Helping Our Little Wild Friends Through Winter
Need a good reason to sidestep that dreary fall clean-up of your yard? Here’s one: Leaving your yard alone helps backyard wildlife survive the long, cold winter.
Put away your rake and garden clippers until springtime!
Allow your yard to become what it was originally meant to be: A habitat. For the winter, at least, let all of that fallen foliage provide shelter, warmth, and food for birds, squirrels, mice, frogs, and other critters.
By thoroughly cleaning our yards each fall, we’re making the lives of our backyard friends a lot harder throughout those cold winter months. Dead flowers, rotting fruit and unripened vegetables provide seeds, leaves, and stalks that many animals depend on for food.
Fallen branches, sticks, and leaves provide shelter and places to hide, and much of it will be used as nesting material in the spring.
An added bonus of leaving your yard au naturel is all that dead foliage helps fertilize your lawn over the winter months! However, if you absolutely must clean up your yard in the fall, consider making one or two brush piles at the back of your yard or out of sight. Your backyard friends will thank you for it.
If you live in an area that doesn’t provide much shelter by way of trees, bushes or thick brush, you can help provide roosting sites by planting dense bushes, trees, and vines that are evergreen (retain their foliage during the winter) or by adding nesting boxes of various sizes to your yard. Just be sure they’re out of reach of dogs and cats!

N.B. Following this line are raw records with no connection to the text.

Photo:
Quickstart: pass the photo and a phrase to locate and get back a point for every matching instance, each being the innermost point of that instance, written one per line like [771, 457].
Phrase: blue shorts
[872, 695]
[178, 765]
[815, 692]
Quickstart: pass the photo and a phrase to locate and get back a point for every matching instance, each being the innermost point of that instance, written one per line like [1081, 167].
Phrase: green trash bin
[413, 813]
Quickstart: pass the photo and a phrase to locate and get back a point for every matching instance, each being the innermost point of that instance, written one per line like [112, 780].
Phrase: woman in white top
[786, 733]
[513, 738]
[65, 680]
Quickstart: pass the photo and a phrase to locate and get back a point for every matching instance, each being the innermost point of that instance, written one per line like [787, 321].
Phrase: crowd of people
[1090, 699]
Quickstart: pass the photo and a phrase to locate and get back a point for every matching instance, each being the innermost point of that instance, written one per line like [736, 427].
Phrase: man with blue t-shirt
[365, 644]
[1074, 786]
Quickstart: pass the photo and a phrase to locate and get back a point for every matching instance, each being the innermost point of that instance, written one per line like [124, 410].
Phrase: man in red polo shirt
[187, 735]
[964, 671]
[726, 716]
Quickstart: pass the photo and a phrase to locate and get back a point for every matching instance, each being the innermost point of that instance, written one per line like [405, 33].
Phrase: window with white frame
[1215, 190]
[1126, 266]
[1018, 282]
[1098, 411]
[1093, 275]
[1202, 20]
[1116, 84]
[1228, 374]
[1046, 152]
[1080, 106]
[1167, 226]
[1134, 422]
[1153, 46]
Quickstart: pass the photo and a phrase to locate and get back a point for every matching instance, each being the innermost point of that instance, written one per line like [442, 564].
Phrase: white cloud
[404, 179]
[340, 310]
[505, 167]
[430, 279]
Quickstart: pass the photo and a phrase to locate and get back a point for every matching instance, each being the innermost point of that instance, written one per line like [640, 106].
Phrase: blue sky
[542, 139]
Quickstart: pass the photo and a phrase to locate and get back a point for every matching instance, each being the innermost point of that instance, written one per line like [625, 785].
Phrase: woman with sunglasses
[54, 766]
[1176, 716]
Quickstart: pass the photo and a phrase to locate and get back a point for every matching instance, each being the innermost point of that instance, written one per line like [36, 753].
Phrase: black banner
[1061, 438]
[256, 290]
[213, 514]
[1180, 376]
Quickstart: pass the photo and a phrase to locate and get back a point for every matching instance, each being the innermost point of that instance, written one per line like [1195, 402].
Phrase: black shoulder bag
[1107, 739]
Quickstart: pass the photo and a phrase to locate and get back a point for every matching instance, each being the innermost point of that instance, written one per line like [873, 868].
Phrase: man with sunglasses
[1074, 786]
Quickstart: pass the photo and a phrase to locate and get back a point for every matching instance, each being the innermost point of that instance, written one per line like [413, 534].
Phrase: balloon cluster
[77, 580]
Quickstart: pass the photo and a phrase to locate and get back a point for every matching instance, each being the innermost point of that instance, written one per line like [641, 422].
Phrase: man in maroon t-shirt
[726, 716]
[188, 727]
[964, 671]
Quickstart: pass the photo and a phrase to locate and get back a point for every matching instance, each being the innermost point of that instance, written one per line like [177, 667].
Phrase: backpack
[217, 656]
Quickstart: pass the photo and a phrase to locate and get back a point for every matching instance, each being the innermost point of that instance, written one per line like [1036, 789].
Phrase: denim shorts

Beware of mold in your birdfeeder and hummingbird feeder.
While providing food for birds during the coldest months is an immense aid, it can also cause premature death. Seed grows mold rather easily in saturated conditions, and hummingbird feeders will mold if not cleaned and sanitized regularly.
Despite our good intentions, both cause disease and painful death. Sometimes the mold can be difficult to see, so keep a close eye on your birdfeeders and don’t neglect them.
The best solution for keeping seed feeders mold-free is to keep them under a covered area, out of the rain. Some birdfeeders come with covers that are wide enough to do the trick. Always keep them clean and filled with fresh seed. Discard old birdseed, and if you notice mold, wash the feeder in water and bleach and let it dry completely before refilling it and hanging it in a drier place.
Suet blocks are a great way to provide the high-fat nutrition birds need over the winter months, and they’re usually eaten up before they have a chance to even think about molding!
In freezing temperatures, provide a regular supply of water and avoid toxic ice melting solutions.
When it’s freezing out, chances are most of the water that wildlife can access is frozen. If it’s icy out, be sure to use sand or non-toxic ice melting solutions. An unfortunate and common occurrence after a freeze is the poisoning of animals by ice melting chemicals when drinking melted ice and snow.